Objective: To determine the prognostic value of PLN and LNR based on a large series with standardized lymphadenectomy and pathological workup.
Background: Lymph node (LN) involvement is a major prognostic factor in pancreatic adenocarcinoma. However, the distinction N0/N1 is not sufficient to accurately predict prognosis. To improve prognostic accuracy in N1 tumors, different LN parameters have been tested. Previous studies were based on series with variable numbers of examined lymph nodes (ELN) and came to inconsistent conclusions as to the value of the number of positive lymph nodes (PLN) and the lymph node ratio (LNR).

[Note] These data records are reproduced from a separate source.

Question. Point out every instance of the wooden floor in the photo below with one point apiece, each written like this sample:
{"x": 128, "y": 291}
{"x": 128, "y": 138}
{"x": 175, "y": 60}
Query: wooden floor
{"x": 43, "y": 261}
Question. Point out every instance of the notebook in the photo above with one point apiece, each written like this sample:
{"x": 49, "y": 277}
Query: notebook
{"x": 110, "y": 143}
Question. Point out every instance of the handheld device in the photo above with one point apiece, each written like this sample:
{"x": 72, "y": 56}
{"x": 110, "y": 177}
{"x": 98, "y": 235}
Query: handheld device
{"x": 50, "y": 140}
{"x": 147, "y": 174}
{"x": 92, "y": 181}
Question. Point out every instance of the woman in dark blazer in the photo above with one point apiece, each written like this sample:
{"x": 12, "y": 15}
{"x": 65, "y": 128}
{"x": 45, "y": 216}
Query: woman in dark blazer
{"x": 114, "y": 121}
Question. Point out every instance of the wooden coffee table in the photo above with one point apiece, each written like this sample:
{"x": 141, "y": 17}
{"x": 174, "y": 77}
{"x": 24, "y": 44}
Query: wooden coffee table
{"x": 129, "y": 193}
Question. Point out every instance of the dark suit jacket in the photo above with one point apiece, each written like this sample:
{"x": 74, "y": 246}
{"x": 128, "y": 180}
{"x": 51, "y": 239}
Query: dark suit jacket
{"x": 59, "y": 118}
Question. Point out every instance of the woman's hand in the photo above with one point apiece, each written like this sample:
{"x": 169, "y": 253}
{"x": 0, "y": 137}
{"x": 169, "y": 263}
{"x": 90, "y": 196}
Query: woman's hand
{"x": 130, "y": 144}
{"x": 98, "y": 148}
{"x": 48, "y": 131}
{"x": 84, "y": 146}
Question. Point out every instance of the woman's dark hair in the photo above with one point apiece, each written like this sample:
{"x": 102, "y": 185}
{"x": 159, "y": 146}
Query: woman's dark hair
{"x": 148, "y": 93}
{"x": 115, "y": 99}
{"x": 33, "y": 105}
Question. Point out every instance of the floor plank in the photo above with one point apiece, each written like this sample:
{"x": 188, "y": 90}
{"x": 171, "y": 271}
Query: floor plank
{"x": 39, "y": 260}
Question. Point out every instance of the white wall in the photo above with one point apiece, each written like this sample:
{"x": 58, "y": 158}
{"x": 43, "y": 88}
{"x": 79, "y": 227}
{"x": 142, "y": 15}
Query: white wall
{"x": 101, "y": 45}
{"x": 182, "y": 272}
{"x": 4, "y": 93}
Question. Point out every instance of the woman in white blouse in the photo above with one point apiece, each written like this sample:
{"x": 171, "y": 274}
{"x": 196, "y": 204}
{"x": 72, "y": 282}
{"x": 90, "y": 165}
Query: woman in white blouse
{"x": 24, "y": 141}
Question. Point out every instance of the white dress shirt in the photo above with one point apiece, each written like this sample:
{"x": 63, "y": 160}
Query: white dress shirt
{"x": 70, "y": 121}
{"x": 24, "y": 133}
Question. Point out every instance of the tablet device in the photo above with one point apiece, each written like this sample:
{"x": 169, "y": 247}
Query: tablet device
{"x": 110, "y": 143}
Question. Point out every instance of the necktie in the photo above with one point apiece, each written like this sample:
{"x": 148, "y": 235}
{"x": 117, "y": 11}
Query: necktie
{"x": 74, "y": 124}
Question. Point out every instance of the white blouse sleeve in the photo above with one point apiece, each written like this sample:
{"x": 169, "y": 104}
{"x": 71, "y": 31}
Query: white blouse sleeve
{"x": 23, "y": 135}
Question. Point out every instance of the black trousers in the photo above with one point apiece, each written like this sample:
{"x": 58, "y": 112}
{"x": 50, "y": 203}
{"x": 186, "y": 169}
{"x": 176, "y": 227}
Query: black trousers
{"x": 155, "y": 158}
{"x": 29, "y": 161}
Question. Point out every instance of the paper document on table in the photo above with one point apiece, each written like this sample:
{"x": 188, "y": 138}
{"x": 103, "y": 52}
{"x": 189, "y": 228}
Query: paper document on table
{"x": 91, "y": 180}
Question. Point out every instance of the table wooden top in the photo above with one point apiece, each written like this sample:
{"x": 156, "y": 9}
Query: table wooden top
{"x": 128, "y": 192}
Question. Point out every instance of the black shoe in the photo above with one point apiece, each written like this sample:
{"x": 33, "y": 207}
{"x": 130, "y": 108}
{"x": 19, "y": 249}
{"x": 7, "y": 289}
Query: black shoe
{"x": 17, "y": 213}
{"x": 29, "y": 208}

Methods: 811 patients who underwent pancreatoduodenectomy for pancreatic adenocarcinoma between October 2001 and June 2012 were identified from a prospective database. Clinicopathological parameters included LN status (N0/N1), ELN, PLN, and LNR. Univariate and multivariate survival analyses were performed.
Results: The median number of ELN was 24 (interquartile range: 18–32). By univariate analysis, both PLN and LNR were significantly associated with survival in N1 tumors. However, by multivariate analysis, only the number of PLN was confirmed as independent predictor of survival. Median survival in patients with only 1 PLN was 31.1 months and comparable to the survival in N0 (33.2 months). With increasing numbers of PLN median survival significantly decreased (2–3 PLN: 26.1 months, 4–7 PLN: 21.9 months, ≥8 PLN: 18.3 months, P < 0.0001).
Conclusions: This study demonstrates that, based on high numbers of ELN, PLN is superior to LNR in predicting survival and allows to distinguish several N-categories that improve prognostic accuracy in LN-positive resectable pancreatic adenocarcinoma.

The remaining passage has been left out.